Only an instant after he had seen, the chalk-white bodies clustered below were in motion. They came leaping up the smooth expanses of rock, and they were obscured at times as if by black curtains that were drawn across their bodies. Then they would flash out again in dead-white nakedness.


It was uncanny. Chet had a feeling that they were wrapping themselves in black invisibility. Only when a score of the white things threw themselves out into space did he know the truth.

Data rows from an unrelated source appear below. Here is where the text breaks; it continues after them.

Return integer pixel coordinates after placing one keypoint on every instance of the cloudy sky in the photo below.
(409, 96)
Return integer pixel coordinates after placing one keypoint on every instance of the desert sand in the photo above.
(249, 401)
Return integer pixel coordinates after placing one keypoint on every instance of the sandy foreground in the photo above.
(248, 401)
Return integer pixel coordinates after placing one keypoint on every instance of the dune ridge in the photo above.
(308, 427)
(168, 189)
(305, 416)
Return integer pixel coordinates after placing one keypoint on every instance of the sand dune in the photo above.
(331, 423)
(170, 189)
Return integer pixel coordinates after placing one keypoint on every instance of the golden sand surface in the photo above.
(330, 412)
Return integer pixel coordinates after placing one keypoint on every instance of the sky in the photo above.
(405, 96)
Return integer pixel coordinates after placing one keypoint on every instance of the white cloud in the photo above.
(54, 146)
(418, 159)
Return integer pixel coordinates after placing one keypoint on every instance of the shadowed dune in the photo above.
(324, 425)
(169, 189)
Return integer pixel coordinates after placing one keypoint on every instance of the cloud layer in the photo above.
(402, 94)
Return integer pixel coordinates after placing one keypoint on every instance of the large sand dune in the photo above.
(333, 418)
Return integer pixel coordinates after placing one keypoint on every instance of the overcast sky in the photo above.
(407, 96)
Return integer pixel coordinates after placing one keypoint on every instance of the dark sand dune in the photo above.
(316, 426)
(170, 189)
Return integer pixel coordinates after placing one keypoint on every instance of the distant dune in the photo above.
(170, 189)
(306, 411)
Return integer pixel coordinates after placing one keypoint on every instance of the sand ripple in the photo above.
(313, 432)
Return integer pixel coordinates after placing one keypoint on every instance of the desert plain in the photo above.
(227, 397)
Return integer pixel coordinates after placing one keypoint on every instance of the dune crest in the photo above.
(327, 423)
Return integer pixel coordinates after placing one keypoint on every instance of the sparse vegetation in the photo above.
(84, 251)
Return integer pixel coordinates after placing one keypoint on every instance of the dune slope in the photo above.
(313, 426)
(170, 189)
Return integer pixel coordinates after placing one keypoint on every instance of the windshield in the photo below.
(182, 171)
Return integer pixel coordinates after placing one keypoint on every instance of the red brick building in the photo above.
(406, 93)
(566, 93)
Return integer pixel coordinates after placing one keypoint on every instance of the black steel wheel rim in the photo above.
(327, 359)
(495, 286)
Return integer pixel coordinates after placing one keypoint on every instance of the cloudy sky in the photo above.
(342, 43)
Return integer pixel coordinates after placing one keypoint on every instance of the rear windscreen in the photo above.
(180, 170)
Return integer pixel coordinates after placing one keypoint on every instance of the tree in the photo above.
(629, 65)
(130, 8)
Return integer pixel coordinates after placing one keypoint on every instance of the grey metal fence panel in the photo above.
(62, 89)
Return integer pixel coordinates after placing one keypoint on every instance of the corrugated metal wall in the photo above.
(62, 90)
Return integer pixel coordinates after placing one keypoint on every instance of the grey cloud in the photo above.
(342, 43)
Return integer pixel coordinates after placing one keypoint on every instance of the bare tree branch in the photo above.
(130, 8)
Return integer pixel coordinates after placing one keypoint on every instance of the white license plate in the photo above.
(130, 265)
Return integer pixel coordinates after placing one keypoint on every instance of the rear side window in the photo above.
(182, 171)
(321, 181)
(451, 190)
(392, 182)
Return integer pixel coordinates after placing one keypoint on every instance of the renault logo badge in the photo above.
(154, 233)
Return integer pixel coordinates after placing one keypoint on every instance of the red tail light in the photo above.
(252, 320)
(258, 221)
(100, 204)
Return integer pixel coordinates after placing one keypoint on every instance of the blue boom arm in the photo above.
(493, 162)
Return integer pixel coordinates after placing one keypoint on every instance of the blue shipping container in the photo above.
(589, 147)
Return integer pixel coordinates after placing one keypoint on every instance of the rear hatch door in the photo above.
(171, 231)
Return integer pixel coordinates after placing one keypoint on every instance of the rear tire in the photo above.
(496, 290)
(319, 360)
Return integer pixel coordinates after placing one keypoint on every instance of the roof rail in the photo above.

Out and upward they sprang, to soar above Chet's head and land on the slope above. All escape was cut off now; but it was not this thought that held Chet motionless for that moment of horror. It was the glimpse he had had against the light of the crater mouth of beating, flailing wings that whipped the thin air above him; of curved claws; and of long, horrible tails that might have belonged to giant rats. And the demoniac cries that the thin air brought him were no more suggestive of devils unleashed than were the leathery wings and the fleshy tails of the beasts.

Yet it was not this alone that stunned the mind of the master pilot, but the horrible incongruity, of this monstrous inhumanness allied with the human form of their bodies. And throughout he observed, with a curious sense of detachment, the furious beating of the wings, almost useless in the thin air, and the expansion and contraction of sac-like membranes on each side of the necks which he took to be auxiliary lungs.


It was the girl's action that brought Chet to his senses. She moved slowly across the smooth table of rock toward the three or four beasts who had gained its level. Her head was bowed in utter dejection; Chet sensed it as plainly as if she had spoken. She held out her hands helplessly toward the creatures—and in that instant Chet's pistol spoke.

Tiny shells, those of a detonite pistol, and the grain of explosive in the tip of each bullet is microscopic. But no body, human or inhuman, be it made of flesh, can withstand the shattering concussion of that exploding shell.

The beasts beside that figure, slenderly girlish even in its metal sheath, fell into the pit beyond; their screams rang horribly as they fell. There were others who took their places, and they, too, vanished under the smashing shots.

And then, after timeless moments of waiting, while the only sound was the half-audible voice of the girl who sobbed: "Now you are surely lost. They will kill you—you should not have fired—I should never have brought you here"—there came the familiar thunder of a ship's exhausts.